Some strengths and limitations of the study should be mentioned. A key strength is that the study contains identical health and employment status indicators used in two countries and very similar samples so that it enables cross-cultural comparisons. Furthermore, the data contain closer information about the reasons for not being employed. As mentioned above, studies focusing on the trans-generational impact of parents' employment status on the health of their children are rare. Of those which have been published in recent years, we are not aware of any which has considered the reasons for not being gainfully employed. Those parents who were not employed because of retirement, disability or maternity leave, or who were housewives/househusbands, were either considered together with the unemployed as "non-employed" [4], or no information about the reasons for being without a paid job were available [5]. This work therefore adds to the knowledge about the effects of parental employment status by distinguishing between the reasons for parents not being gainfully employed.
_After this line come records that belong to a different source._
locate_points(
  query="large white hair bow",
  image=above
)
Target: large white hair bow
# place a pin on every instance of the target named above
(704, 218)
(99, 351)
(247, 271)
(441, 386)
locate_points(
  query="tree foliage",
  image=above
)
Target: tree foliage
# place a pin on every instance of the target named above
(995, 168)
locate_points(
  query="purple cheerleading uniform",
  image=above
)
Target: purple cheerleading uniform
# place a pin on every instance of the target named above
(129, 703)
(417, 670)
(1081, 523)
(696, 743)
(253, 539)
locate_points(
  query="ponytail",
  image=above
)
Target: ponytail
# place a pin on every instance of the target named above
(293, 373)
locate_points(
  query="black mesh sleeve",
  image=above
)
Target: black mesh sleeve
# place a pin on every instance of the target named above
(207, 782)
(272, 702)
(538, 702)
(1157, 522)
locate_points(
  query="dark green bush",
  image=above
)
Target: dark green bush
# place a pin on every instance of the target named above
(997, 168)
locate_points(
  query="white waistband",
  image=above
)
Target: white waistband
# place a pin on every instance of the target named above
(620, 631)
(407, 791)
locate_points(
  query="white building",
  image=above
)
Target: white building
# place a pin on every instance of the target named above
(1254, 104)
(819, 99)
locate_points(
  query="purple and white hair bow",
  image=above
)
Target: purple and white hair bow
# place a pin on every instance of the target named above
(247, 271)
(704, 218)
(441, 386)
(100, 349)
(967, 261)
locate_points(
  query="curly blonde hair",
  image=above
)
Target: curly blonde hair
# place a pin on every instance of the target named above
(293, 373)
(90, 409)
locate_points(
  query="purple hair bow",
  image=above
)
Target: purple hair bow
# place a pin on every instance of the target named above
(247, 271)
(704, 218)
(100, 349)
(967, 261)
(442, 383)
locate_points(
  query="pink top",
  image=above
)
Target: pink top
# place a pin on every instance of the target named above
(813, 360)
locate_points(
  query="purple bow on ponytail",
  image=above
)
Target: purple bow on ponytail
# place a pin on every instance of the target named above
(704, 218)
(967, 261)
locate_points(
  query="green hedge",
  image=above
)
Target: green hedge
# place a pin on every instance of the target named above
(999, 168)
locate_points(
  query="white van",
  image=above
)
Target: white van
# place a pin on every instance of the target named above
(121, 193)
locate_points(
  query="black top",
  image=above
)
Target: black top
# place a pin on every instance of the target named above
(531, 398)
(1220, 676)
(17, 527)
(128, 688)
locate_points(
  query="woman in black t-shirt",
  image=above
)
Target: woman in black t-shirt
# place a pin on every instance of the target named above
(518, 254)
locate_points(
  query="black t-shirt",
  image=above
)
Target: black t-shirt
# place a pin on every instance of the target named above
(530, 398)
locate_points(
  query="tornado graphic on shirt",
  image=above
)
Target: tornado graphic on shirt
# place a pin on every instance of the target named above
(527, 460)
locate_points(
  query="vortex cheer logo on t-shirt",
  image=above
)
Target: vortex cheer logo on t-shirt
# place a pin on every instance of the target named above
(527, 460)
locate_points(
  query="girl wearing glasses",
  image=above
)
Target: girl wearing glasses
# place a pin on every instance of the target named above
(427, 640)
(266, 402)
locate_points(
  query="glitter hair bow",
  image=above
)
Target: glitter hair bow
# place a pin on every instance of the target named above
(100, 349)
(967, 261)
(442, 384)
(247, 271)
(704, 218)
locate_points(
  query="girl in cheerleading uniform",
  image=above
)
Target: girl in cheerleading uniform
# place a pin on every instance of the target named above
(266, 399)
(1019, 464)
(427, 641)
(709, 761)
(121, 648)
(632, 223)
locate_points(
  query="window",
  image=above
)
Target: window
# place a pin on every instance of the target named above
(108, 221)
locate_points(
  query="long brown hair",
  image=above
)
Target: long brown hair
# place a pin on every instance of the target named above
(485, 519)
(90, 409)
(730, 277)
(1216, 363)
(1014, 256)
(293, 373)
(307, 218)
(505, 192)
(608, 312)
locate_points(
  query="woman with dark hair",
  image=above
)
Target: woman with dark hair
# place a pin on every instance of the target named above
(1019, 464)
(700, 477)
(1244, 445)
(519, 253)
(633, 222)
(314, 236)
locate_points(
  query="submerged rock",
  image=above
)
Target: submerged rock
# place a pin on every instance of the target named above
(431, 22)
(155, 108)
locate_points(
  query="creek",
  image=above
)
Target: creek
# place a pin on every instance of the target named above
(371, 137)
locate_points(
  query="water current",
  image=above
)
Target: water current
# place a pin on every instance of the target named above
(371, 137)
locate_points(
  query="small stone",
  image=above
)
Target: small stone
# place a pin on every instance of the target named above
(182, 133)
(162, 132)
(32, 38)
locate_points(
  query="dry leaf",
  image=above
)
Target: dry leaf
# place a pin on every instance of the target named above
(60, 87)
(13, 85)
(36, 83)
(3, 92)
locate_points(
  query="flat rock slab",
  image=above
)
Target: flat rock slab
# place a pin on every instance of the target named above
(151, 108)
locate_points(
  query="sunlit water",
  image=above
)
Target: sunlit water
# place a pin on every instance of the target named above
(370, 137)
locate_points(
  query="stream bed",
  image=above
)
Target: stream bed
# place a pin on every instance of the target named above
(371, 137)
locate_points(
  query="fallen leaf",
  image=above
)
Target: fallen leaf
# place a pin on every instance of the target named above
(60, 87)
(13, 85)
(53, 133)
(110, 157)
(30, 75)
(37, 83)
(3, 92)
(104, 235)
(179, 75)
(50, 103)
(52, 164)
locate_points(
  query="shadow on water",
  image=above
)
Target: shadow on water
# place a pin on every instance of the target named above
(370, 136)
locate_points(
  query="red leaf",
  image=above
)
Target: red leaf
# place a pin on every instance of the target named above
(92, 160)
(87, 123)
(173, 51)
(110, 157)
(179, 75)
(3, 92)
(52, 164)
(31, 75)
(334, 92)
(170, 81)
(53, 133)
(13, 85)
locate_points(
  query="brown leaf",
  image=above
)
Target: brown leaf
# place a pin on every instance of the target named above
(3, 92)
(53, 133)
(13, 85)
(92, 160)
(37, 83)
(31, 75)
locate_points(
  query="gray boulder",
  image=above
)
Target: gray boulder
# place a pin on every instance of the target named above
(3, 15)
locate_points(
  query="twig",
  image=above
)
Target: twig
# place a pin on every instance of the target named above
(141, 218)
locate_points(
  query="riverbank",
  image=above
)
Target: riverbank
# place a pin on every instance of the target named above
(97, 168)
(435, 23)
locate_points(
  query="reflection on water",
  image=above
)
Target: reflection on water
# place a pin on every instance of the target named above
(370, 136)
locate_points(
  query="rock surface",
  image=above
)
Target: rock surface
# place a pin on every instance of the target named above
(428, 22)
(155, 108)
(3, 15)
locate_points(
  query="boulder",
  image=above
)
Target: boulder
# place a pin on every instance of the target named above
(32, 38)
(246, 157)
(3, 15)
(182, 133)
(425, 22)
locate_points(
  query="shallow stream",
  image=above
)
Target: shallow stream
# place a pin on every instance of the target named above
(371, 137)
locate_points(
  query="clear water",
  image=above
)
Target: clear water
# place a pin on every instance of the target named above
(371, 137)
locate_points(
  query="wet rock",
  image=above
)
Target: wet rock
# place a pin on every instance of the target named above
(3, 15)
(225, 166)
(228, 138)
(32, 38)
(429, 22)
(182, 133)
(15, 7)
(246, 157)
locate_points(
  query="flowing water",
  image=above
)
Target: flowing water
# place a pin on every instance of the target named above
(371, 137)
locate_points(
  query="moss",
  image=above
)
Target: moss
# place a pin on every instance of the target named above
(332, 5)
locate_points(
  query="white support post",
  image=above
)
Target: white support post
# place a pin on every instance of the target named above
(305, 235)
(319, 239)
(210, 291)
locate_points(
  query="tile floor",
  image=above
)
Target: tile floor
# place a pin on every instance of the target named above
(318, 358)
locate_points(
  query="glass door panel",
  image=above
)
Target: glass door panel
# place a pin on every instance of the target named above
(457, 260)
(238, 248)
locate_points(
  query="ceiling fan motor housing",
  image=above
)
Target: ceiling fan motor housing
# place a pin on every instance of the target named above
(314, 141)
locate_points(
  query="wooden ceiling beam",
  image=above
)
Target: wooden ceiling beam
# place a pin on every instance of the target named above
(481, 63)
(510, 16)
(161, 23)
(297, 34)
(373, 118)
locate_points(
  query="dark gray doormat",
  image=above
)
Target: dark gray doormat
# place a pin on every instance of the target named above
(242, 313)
The first limitation of this study is the categorization of mothers' employment status. The category 'housewife' is rather problematic for Slovak adolescents. As mentioned above, women become housewives in Slovakia mainly because of their long-term inability to find a job. So it may happen that adolescents whose mother is actually housewife and is not looking for the job anymore indicated her to be unemployed or vice versa. However, according to our results, it seems to be that with regard to health of children, being unemployed or being a housewife has the same effect. Therefore we believe it is unlikely that this limitation will bias our study.
The second limitation is the difference between the mean ages of the studied cohorts, which is somewhat more than one year. Even though we tried to make our data sets as comparable as possible, the age of the respondents is slightly different. Given the fact that both studied samples were selected from secondary school students, living in most cases with their parents, the age difference should not be so problematic. Furthermore, the age difference can only explain our results if the SES gradient depends on the adolescents' age, and this age effect would have to be very large to explain our results.